Love, Loss, and a New Path: Sam Houston’s Life Among the Cherokee
After about a year with the Cherokees, he began a relationship with a native woman Diana Rogers Gentry, the beautiful mixed race daughter of a leading Cherokee family. In the summer of 1830 they married in a Cherokee ceremony which reduced his standing still further in white Christian eyes.
(Tiana- Cherokee name and Diana- English name for the daughter of Scotland’s John Rogers and Jennie Due of the Cherokee Nation. She was widow of David Gentry, who was killed in an Indian raid, and had a son Gabriel born in 1819 and a daughter born in 1822 when she married Sam Houston.)
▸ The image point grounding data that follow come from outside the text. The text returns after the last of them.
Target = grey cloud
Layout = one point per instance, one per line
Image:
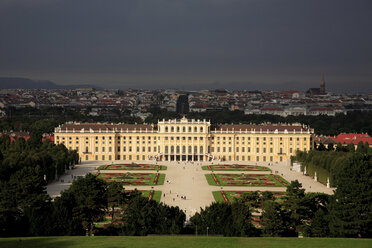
(170, 42)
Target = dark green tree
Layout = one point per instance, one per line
(273, 219)
(90, 198)
(351, 207)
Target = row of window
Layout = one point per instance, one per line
(183, 138)
(178, 129)
(118, 157)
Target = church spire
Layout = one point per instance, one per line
(322, 84)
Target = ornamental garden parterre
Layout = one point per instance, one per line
(258, 180)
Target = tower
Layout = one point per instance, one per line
(322, 85)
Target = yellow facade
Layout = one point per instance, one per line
(184, 140)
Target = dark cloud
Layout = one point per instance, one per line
(189, 44)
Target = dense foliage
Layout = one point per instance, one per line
(326, 162)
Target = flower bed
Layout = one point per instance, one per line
(235, 167)
(256, 180)
(230, 196)
(132, 167)
(137, 179)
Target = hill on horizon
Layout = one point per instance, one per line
(26, 83)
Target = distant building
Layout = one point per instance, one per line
(182, 106)
(317, 91)
(185, 140)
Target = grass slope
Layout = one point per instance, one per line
(174, 241)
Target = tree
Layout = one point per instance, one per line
(90, 198)
(273, 224)
(116, 196)
(296, 205)
(351, 206)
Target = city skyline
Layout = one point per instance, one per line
(253, 45)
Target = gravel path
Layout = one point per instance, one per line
(188, 179)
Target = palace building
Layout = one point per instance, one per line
(185, 140)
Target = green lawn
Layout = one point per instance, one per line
(175, 241)
(233, 195)
(134, 179)
(161, 179)
(132, 167)
(247, 180)
(210, 179)
(235, 167)
(218, 196)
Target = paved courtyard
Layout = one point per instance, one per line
(188, 180)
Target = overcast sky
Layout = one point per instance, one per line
(191, 44)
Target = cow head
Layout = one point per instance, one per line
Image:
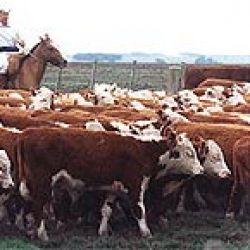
(181, 156)
(42, 99)
(211, 157)
(6, 181)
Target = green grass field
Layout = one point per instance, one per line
(188, 231)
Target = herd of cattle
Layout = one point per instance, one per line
(77, 156)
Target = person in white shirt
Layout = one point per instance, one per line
(10, 41)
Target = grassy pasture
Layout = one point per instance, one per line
(188, 231)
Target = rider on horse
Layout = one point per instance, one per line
(10, 41)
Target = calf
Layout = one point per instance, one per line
(240, 193)
(97, 158)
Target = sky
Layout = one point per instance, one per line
(123, 26)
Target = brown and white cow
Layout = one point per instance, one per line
(240, 193)
(98, 158)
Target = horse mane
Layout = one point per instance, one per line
(22, 60)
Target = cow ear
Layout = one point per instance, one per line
(159, 113)
(174, 154)
(198, 139)
(206, 150)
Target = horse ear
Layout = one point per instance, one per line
(46, 36)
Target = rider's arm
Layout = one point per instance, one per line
(18, 41)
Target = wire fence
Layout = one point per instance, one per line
(132, 75)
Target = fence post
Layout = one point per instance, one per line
(94, 67)
(132, 74)
(59, 80)
(183, 68)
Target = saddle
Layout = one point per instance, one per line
(14, 63)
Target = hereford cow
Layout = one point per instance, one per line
(98, 158)
(240, 194)
(225, 135)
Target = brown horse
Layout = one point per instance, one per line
(26, 71)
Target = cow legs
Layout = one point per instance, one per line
(235, 201)
(38, 199)
(106, 212)
(139, 207)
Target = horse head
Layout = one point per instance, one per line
(45, 50)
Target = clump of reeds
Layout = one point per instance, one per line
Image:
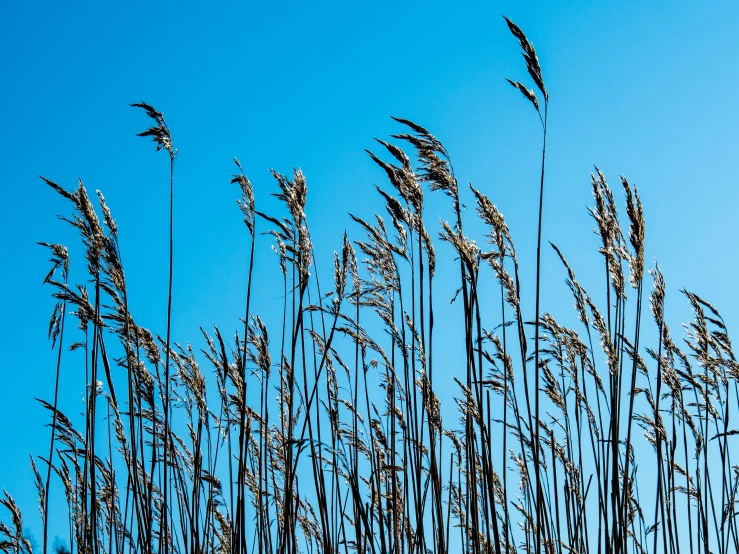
(325, 431)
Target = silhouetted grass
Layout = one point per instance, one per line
(353, 454)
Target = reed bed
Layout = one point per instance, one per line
(325, 432)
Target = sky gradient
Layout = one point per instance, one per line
(644, 90)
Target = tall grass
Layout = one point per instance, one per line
(325, 432)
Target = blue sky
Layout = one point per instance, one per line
(647, 90)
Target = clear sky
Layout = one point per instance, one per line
(644, 89)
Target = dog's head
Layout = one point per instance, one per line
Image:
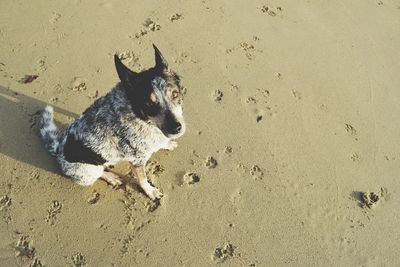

As Houston’s WigWamNeosho Trading Post prospered, Diana managed most of its affairs and sometimes had to travel into Fort Gibson to retrieve the drunken Houston. Despite Houston’s alcoholism, his diplomatic work for the Cherokee nation earned him tribal citizenship. Sam gradually began to drink less, work as he desired, and was frequently away as a representative,
spokesman, and/or an interpreter for various Indian tribes. In late 1831 he was sent to Washington, D. C. to speak with Andrew Jackson.
After a challenging experience in representing his Indian friends, and being in Tennessee at his mother’s bedside as she died, Sam boarded a steamboat, not knowing for sure where he was going or what he would do. After a few days onboard, he even thought of suicide.
While standing on the upper deck one afternoon, he looked up to see an eagle fly westward. Having lived with the Cherokee in Tennessee, he learned much about watching for omens and signs that the earth, land, or sky might supply. He believed in omens, and after seeing the eagle fly westward, he decided to go west and see what new adventure awaited him.
Another passenger on the same steamboat was French writer Alexis de Tocqueville, who was traveling to gather impressions of America. Tocqueville had heard terrible things about Houston, and avoided him for four days... “This man was once governor of Tennessee; since abandoning his wife, he took refuge with the Indians. He was adopted by one of the chiefs and is said to have married his daughter. Since then he has been living in the middle of the wilderness half European and half savage.”
Once the two men met; they had a long talk. Tocqueville said that by moving the Indians west of the Mississippi, the government would eventually want that land as well, but he could not get Houston to agree. Houston believed the government would honor its treaties.
Houston also surprised Tocqueville with his view of slaves: “They were every bit as intelligent as the Indians and were always being degraded by not having the opportunity to make decisions and look after themselves.”
In January 1832, Houston departs from the steamboat in New Orleans, Louisiana on his way to Washington, D. C.